Hull shape is also important. A boat with a deep long straight keel will be easier to keep going in straight line. A flat bottom boat will tend to turn left or right without a long skeg or some kind of fin to keep it going straight ahead.
However the boat with a long straight keel is harder to turn and takes more distance to turn than a flat bottom boat.
Most recreational power boats are semi-vee or modified vee. The tend to wiggle at low speeds and require a lot of attention at the wheel to keep them in a straight line. However at planing speeds they have good directional stability. Outboard powered boats with a vee hull tend to turn easily and quickly. Inboards are slow to turn at low speeds. Sterndrive boats are in between that and steer much like an outboard.
Another important point is propellers develop two forces, thrust and torque. Thrust makes the boat go forward (or backward). Torque makes the boat go sideways. A typical boat with one engine and a right hand propeller (spins clockwise) will slip sideways to the right when you apply thrust. This will make the back end tend to skew to the right (turning the boat to the left). This is more pronounced on boats with large engines and big propellers and at slow speeds.
On boats with twin engines, if the left hand engine turns counterclockwise (left hand), the torque cancels out.
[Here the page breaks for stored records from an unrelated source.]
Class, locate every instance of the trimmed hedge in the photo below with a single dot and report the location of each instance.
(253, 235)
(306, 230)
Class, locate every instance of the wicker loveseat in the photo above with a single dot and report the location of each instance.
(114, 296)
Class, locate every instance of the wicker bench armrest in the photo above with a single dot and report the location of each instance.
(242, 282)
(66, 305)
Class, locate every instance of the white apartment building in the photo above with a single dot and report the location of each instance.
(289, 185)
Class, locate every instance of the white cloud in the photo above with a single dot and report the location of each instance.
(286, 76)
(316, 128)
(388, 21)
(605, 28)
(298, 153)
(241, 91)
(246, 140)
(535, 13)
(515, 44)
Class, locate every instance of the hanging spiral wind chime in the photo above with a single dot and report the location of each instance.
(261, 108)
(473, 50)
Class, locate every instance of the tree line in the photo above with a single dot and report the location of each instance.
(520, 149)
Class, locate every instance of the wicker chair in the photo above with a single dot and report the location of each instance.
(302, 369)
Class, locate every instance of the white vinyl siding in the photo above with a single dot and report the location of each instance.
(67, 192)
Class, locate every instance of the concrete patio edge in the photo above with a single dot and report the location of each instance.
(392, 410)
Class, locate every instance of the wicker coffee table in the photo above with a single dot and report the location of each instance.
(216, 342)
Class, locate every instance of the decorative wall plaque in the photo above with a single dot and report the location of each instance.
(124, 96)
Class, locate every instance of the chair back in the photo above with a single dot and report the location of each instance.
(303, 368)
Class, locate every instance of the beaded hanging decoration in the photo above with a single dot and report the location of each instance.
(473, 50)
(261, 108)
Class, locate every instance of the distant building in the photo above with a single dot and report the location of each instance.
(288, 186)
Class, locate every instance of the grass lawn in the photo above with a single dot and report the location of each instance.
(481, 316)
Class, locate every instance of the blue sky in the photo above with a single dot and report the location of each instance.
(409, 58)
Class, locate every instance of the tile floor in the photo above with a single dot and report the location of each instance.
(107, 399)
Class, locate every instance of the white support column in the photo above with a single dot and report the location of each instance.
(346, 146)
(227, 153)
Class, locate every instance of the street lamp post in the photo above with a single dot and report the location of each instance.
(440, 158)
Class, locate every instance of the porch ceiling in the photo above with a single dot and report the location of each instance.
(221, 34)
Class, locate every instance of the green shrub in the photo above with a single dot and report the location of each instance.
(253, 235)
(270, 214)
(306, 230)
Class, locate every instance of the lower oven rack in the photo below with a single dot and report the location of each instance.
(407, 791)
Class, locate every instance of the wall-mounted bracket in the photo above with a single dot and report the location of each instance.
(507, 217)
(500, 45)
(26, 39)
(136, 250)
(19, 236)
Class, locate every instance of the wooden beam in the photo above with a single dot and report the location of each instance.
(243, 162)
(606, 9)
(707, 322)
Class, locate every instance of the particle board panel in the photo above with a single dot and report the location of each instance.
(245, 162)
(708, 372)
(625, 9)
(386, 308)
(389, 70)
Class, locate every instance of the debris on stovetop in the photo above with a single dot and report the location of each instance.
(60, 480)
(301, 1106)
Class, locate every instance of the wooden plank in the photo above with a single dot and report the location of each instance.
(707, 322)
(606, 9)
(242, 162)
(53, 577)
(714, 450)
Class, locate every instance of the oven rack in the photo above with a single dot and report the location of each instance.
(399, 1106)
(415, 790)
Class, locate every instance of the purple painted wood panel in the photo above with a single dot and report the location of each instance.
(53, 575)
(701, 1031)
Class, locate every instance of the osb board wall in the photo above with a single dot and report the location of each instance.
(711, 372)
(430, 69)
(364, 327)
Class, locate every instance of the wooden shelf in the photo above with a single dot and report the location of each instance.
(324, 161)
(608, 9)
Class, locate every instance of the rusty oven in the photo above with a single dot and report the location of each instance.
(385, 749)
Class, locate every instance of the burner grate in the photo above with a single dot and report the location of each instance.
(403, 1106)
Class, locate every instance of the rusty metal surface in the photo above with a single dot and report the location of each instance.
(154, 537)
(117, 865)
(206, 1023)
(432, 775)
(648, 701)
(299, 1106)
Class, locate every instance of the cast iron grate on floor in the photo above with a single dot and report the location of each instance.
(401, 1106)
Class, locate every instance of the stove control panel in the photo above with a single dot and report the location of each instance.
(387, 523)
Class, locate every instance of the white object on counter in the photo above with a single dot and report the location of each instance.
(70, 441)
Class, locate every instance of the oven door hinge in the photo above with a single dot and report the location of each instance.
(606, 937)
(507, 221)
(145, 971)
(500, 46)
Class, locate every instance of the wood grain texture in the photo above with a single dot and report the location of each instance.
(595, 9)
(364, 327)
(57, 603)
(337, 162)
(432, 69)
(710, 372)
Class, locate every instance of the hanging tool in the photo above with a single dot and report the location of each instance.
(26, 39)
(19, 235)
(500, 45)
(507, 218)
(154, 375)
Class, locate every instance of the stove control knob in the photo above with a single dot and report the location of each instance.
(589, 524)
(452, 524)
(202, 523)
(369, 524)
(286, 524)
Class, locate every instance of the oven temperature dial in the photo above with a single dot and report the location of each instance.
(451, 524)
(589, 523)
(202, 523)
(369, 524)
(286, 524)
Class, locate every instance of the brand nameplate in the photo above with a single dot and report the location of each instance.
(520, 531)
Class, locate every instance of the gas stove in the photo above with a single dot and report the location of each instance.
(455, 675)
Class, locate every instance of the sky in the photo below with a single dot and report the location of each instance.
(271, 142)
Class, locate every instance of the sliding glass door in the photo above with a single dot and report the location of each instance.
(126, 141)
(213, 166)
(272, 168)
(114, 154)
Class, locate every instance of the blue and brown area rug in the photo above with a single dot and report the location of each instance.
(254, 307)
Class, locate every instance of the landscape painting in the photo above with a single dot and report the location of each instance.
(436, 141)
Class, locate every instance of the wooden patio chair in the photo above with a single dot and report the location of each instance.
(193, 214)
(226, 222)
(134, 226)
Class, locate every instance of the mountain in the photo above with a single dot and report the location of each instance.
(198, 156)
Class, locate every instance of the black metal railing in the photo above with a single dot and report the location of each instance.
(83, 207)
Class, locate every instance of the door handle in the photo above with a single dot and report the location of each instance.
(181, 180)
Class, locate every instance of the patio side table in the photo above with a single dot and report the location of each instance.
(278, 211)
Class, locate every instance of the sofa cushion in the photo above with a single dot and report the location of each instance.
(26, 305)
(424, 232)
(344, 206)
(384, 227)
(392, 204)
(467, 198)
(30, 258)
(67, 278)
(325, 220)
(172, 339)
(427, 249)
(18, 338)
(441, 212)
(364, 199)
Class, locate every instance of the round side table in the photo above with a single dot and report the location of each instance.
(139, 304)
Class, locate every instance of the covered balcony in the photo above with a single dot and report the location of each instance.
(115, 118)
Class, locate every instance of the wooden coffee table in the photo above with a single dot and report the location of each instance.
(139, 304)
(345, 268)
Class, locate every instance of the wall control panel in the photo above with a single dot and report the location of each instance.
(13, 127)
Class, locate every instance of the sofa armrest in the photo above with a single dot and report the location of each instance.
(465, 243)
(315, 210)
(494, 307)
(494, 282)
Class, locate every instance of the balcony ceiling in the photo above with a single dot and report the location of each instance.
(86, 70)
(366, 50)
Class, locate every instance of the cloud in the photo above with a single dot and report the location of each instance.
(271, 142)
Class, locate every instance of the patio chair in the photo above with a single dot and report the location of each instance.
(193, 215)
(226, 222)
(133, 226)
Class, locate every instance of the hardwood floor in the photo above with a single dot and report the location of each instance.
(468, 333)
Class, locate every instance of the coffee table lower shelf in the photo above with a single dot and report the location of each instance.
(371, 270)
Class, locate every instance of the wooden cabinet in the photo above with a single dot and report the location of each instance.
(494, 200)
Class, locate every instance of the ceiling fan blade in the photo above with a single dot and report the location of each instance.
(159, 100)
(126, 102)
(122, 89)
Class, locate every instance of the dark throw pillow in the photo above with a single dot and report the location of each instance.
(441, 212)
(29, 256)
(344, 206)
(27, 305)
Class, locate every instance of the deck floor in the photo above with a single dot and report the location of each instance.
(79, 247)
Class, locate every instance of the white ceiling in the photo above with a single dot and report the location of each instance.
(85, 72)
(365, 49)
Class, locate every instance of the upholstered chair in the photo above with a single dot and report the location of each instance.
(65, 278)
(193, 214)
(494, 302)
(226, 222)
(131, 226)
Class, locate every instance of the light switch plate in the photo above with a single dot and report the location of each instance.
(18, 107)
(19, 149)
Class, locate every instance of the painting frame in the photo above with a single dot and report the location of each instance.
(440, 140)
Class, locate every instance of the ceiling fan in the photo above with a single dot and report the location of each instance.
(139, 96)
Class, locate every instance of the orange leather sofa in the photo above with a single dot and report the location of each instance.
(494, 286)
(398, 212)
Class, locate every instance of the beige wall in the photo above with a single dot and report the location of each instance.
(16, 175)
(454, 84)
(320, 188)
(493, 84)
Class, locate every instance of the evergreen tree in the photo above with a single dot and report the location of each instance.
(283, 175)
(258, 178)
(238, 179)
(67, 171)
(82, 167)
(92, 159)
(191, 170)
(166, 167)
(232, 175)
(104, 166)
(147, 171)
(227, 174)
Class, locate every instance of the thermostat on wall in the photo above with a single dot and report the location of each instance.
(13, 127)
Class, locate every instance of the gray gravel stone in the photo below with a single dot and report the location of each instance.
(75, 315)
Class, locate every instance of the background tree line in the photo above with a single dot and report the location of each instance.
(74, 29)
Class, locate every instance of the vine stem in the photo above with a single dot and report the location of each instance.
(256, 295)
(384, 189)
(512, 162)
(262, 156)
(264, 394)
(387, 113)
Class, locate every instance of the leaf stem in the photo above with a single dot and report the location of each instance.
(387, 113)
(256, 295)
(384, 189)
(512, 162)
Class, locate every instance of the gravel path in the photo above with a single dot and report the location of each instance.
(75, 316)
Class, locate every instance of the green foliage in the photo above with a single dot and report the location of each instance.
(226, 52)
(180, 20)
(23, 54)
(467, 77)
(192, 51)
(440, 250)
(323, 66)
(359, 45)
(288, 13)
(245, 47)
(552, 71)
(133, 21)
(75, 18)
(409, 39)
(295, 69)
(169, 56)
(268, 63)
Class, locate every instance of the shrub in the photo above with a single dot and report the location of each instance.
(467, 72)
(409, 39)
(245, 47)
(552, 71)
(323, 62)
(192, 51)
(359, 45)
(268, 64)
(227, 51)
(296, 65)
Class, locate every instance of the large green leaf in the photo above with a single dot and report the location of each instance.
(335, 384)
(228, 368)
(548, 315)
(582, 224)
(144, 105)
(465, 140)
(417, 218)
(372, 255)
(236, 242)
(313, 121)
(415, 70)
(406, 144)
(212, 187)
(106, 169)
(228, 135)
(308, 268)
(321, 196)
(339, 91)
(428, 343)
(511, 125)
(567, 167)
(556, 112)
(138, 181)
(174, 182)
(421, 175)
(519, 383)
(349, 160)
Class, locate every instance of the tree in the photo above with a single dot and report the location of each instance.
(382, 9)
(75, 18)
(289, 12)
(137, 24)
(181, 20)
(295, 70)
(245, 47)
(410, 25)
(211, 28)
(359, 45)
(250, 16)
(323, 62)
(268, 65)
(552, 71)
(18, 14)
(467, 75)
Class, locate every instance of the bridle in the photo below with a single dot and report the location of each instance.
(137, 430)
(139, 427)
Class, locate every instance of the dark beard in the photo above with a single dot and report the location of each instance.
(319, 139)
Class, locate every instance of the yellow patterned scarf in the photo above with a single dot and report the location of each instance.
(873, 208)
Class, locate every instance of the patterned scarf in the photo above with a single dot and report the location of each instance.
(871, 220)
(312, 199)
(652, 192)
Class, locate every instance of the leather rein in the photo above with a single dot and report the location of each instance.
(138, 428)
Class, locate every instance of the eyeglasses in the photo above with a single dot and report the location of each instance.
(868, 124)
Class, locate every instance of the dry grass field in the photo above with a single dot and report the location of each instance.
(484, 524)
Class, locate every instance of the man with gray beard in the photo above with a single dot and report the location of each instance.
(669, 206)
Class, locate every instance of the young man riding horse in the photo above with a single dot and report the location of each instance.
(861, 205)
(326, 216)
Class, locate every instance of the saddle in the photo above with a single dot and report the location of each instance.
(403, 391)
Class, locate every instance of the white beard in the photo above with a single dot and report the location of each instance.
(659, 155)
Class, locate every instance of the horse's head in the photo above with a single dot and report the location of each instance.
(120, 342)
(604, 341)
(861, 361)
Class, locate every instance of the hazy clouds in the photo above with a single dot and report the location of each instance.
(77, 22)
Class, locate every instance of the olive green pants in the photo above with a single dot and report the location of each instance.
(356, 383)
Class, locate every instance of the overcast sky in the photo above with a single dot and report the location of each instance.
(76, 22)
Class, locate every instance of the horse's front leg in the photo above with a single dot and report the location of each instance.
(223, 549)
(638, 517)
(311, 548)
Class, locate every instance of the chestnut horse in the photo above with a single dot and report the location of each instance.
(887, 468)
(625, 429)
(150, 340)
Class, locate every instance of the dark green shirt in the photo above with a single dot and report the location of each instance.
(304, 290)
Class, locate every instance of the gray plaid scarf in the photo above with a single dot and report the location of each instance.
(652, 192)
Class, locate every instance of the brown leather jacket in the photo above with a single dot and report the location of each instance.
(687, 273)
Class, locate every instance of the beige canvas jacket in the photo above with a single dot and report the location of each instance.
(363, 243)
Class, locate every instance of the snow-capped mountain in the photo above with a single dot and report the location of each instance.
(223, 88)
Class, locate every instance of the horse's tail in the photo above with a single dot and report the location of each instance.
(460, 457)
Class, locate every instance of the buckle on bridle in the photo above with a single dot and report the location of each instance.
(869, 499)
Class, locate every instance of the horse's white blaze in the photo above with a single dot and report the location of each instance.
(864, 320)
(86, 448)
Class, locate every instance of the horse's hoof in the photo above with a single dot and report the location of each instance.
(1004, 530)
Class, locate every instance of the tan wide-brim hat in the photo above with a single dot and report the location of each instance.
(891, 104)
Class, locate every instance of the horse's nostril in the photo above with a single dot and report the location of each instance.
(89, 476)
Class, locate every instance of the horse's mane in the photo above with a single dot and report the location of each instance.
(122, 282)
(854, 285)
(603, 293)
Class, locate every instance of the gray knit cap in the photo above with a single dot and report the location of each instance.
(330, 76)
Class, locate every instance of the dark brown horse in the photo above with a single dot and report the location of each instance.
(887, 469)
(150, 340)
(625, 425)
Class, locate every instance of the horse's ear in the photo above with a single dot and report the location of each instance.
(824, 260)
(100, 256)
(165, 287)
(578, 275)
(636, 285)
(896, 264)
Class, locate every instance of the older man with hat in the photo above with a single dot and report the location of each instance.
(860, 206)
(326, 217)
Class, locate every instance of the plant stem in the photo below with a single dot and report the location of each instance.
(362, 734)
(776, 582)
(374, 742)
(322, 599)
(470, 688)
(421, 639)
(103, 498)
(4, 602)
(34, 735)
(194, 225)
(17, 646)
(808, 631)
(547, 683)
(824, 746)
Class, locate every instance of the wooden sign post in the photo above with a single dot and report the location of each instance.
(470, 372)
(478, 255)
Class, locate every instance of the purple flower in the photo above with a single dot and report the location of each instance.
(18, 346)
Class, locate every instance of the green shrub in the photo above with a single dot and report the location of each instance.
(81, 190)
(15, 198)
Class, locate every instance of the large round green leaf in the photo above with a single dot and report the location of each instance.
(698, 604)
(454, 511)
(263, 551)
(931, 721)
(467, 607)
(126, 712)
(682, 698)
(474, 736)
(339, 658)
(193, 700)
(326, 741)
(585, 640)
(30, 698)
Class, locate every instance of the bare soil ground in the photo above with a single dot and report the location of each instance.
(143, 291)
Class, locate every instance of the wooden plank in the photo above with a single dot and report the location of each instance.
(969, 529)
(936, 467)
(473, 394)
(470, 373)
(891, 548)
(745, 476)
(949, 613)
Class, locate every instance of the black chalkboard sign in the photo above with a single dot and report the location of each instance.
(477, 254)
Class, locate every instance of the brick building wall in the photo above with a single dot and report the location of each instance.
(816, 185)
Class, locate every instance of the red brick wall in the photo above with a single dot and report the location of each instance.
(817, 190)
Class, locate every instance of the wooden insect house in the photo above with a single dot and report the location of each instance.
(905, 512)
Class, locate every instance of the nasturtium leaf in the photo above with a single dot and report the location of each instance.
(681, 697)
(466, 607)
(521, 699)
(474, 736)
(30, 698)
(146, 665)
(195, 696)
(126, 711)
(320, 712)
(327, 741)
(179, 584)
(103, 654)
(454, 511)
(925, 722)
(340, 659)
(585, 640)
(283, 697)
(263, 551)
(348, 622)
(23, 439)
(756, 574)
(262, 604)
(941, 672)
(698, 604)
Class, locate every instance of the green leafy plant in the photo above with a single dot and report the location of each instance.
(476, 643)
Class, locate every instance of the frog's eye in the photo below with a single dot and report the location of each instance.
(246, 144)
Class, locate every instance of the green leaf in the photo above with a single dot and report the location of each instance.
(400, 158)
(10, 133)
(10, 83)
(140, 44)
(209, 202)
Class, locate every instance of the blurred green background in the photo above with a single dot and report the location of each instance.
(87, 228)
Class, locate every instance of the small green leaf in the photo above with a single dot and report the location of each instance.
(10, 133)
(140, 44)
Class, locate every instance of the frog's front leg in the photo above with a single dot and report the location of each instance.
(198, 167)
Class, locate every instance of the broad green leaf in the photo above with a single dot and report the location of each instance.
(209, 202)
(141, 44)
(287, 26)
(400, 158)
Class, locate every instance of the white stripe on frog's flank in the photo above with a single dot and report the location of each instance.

However, on most outboard and stern drives both propellers turn clockwise (right hand) You can, of course, get boats with twins that turn in opposite directions, and most twin inboards turn in opposite directions. This prevents any side slip and the boat goes in a straight line.
On large single engine boats the side slip can be enough that you have to adjust your course for the amount of slip just as you would for a side wind or current.
If you are just learning, or have a new boat, you should practice with the boat and get used to it's handling characteristics . A good way to do this is go out in the middle of the lake, or some other place where there is not a lot of boat traffic, and throw a buoy or anything else that floats, over the side. Then practice approaching it without hitting it. Do this from different directions to learn how your boat handles with the wind coming from different directions. It will also help you to learn how far the boat will carry after you shut off the power.
This is also a good way to learn how to handle your sailboat without an engine. Docking a sailboat without an engine is particularly difficult and this is a good way to practice.